Hartington walked in in the middle of the afternoon.
'On February 1st I had a chat with Manning, who says the Church applied the Closure at the Vatican Council to put down the minority against the Promulgation of the Doctrine of Infallibility, and that it must therefore be a good thing.
'On February 9th I was consulted by Harcourt and Chamberlain as to what I thought about sticking to Closure in the face of the great probability of defeat. I advised making it a question of life and death, but advised that if beaten we should immediately prepare for dissolution by bringing in the County Franchise Bill, and if the Lords threw it out, stop in to carry it. On a vote of confidence the Tories could not turn us out, so that we could play the game with them as long as necessary to carry County Franchise.
'On March 26th we learnt our majority on the power to close debate was far from certain, and that on Sir John Lubbock's amendment we very probably should be beaten. Mr. Gladstone began to wish to bow before the storm, but Chamberlain and others were for holding to our proposals at all risks.
'On March 31st there was a Cabinet, at which Mr. Gladstone, thinking with the Whips that we should be beaten on the Closure, again wished to give way. It was decided to make no fresh declaration of standing or falling by our rule.'
The question of Procedure remained till the Autumn Session, a constant embarra.s.sment to the Government. But a difficulty, personal to Sir Charles, and affecting the Government only through him, arose on the Civil List.
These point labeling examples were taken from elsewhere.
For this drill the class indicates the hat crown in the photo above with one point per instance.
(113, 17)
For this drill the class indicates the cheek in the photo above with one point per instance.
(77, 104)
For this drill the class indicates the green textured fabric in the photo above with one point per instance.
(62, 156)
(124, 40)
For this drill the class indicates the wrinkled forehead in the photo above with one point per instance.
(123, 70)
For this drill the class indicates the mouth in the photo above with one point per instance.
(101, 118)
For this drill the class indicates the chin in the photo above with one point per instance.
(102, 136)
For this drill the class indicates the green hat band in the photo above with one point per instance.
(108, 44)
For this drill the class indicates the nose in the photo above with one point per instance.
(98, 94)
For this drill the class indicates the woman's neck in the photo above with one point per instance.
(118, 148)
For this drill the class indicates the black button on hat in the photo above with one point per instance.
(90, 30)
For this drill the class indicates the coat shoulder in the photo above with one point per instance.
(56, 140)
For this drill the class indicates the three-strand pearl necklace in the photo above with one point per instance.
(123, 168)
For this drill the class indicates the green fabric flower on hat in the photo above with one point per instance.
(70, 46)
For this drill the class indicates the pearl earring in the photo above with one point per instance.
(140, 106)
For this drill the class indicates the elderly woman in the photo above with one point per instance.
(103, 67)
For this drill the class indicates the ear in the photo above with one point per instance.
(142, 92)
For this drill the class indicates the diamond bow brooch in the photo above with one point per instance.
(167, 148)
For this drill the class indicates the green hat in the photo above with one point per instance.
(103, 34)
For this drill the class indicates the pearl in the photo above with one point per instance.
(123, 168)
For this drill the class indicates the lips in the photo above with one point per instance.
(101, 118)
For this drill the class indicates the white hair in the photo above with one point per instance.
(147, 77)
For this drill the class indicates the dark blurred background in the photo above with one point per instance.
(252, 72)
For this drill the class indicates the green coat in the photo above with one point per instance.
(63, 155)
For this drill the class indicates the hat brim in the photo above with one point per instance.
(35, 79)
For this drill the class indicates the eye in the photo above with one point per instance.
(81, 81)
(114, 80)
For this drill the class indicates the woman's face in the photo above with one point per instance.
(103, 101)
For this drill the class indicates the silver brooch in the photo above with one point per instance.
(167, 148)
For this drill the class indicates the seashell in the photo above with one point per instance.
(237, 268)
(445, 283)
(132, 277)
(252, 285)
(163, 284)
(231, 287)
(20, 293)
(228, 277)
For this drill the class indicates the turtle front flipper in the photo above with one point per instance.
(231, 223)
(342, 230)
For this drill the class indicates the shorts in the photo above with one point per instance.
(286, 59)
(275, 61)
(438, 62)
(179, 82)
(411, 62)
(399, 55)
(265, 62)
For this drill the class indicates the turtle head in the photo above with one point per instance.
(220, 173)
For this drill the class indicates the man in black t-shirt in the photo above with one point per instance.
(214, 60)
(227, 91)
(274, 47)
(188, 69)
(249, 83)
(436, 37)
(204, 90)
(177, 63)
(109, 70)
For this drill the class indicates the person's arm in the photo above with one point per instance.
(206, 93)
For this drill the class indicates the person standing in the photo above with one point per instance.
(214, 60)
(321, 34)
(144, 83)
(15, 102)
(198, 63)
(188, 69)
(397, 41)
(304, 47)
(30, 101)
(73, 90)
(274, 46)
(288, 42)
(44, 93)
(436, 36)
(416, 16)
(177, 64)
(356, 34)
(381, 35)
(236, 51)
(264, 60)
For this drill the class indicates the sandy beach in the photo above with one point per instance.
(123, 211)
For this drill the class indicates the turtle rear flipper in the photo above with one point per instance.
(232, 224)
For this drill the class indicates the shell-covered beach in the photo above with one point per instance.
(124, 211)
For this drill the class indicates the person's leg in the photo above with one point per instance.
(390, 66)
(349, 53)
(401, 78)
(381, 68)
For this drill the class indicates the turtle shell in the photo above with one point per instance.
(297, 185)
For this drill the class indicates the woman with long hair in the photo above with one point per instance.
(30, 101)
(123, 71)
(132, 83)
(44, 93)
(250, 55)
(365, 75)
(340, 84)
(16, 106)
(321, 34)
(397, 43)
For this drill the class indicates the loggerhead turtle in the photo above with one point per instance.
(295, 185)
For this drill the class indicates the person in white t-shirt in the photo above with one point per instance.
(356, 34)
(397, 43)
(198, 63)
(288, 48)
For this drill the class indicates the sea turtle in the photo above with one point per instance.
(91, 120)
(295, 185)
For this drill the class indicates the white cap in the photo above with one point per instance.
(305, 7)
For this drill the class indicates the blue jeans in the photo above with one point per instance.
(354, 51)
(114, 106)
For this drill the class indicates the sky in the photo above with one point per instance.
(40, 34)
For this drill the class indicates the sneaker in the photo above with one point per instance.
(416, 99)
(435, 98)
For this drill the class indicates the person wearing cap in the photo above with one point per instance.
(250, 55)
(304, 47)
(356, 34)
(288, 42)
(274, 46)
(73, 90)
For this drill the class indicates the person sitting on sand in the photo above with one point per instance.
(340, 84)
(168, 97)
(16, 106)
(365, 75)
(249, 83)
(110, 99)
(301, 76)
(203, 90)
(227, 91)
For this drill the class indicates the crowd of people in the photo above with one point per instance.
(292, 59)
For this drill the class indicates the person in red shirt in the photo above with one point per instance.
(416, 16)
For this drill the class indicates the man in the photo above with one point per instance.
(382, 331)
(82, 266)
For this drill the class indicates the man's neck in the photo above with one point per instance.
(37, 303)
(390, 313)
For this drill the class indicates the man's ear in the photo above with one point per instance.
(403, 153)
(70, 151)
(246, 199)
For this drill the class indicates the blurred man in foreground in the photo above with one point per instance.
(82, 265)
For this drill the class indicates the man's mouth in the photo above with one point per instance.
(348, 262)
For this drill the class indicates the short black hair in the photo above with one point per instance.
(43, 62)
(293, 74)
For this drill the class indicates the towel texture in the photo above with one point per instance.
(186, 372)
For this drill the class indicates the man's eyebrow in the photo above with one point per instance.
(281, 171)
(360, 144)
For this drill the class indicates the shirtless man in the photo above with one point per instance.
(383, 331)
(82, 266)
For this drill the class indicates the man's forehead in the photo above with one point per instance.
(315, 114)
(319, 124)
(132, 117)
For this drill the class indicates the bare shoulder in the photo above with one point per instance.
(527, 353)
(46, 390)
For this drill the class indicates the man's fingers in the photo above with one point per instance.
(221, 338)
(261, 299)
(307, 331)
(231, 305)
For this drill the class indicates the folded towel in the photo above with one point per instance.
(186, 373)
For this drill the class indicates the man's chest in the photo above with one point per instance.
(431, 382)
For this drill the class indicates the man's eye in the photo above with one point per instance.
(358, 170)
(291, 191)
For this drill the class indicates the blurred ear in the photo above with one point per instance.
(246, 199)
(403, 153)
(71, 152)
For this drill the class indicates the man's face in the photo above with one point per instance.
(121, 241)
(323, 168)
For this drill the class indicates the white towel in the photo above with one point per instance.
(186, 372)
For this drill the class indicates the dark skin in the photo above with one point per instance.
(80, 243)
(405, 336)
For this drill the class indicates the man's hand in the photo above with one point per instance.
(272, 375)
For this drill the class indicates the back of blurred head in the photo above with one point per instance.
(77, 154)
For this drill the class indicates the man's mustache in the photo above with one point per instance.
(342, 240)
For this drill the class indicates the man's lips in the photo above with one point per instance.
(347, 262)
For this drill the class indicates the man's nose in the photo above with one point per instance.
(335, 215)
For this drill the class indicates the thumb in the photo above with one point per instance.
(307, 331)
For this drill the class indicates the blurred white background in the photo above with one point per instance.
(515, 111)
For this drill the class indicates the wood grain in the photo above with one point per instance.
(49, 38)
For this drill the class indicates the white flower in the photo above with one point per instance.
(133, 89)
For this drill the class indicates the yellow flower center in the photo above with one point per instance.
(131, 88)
'On this day (March 31st) the Queen wrote to Lord Granville to complain of my having walked out on the division on the annuity to Prince Leopold, Duke of Albany, and Sir Henry Ponsonby also wrote. I refused to give any further explanation, and on April 1st Lord Granville wrote:
'"HOLMBURY, DORKING.
'"MY DEAR DILKE,--I thought Chamberlain had voted in the majority. The Queen appears to me to have a _prima facie_ right to complain of any of her servants refusing to support a Government measure which she and the administration think necessary for her comfort and position. But if you stated to the Prime Minister on taking office that you did not intend to vote for these grants, your responsibility ceases.
Resignation is not in question either with the Queen, yourself, or Gladstone. The thing to consider is how to put the matter best in answer to Ponsonby's letter. I do not mind the bother in the least.
'"Yours sincerely,
'"Granville."'
A reply from Sir Charles explained to Lord Granville why Mr. Chamberlain's name had come in. Although he had voted for the grant
"neither he nor I would ever be likely to let the other resign alone. Our relations are so close that I should resign with him if he were to resign because he thought Forster did not have his hair cut sufficiently often."
This explanation was promptly endorsed by Mr. Chamberlain.